En revanche, la bonne foi est acceptée pour un prestataire technique tel que Google ou Bing. Leurs moteurs de recherche scannent le Web et peuvent faire ressortir un lien de téléchargement illégal, mais ils ne connaissent pas a priori leur caractère illégal. Ils doivent néanmoins supprimer le lien si on les sollicite. 

Que risquent les administrateurs de ZT?

L'information judiciaire qui a mené à l'arrestation des administrateurs présumés avait notamment pour chef la contrefaçon en bande organisée. En cas de condamnation, ils risquent donc jusqu'à 7 ans de prison et 750.000 euros d'amende, sans compter les dommages et intérêts.

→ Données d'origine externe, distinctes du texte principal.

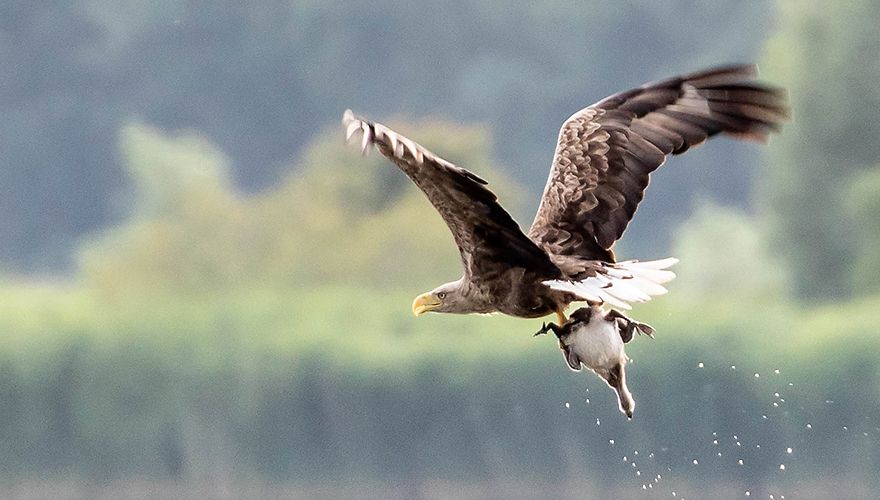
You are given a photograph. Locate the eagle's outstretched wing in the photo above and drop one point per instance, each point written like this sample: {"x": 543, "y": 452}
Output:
{"x": 485, "y": 233}
{"x": 606, "y": 152}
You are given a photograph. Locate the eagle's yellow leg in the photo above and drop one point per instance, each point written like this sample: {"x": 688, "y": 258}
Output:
{"x": 560, "y": 316}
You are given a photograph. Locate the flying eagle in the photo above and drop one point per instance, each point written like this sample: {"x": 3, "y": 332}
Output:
{"x": 603, "y": 160}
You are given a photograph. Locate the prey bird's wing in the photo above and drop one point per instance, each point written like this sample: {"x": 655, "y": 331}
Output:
{"x": 606, "y": 152}
{"x": 485, "y": 233}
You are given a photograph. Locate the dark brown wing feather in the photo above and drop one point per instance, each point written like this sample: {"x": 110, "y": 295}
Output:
{"x": 488, "y": 238}
{"x": 606, "y": 152}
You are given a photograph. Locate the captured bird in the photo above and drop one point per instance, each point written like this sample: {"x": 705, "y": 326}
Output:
{"x": 604, "y": 156}
{"x": 594, "y": 338}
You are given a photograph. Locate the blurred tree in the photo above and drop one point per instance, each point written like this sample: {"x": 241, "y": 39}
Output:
{"x": 862, "y": 204}
{"x": 259, "y": 80}
{"x": 339, "y": 219}
{"x": 747, "y": 272}
{"x": 824, "y": 53}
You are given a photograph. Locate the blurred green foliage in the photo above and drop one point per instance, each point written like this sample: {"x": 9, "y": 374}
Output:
{"x": 270, "y": 335}
{"x": 331, "y": 222}
{"x": 263, "y": 79}
{"x": 823, "y": 54}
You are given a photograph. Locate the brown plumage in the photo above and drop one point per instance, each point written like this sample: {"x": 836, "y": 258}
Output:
{"x": 604, "y": 157}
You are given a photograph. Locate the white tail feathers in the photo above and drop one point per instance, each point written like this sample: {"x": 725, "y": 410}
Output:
{"x": 621, "y": 284}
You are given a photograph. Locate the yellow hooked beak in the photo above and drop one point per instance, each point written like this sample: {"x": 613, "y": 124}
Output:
{"x": 424, "y": 303}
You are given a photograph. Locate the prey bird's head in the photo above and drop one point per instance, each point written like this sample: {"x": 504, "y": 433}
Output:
{"x": 447, "y": 298}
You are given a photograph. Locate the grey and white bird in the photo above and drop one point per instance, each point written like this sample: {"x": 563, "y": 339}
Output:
{"x": 595, "y": 338}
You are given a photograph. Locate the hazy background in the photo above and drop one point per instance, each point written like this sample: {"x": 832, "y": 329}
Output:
{"x": 204, "y": 293}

"Dans ce genre d'affaires, les tribunaux ont la main de plus en plus lourde", constate Bernard Lamon. Ainsi, en septembre dernier, le responsable du site de téléchargement OMG Torrent a été condamné à un an de prison dont sept mois fermes. Il devra par ailleurs verser 5 millions d'euros de dommages et intérêts. "Notre législation est devenu extrêmement pointilleuse en la matière. Elle s'attaque aux contrefacteurs, à ceux qui mettent à disposition les logiciels utilisés pour la diffusion et les titulaires des lignes. Et ce n'est pas prêt d'être fini. Les sanctions devraient encore augmenter à l'avenir. Franchement, ça fait beaucoup", estime Olivier Iteanu.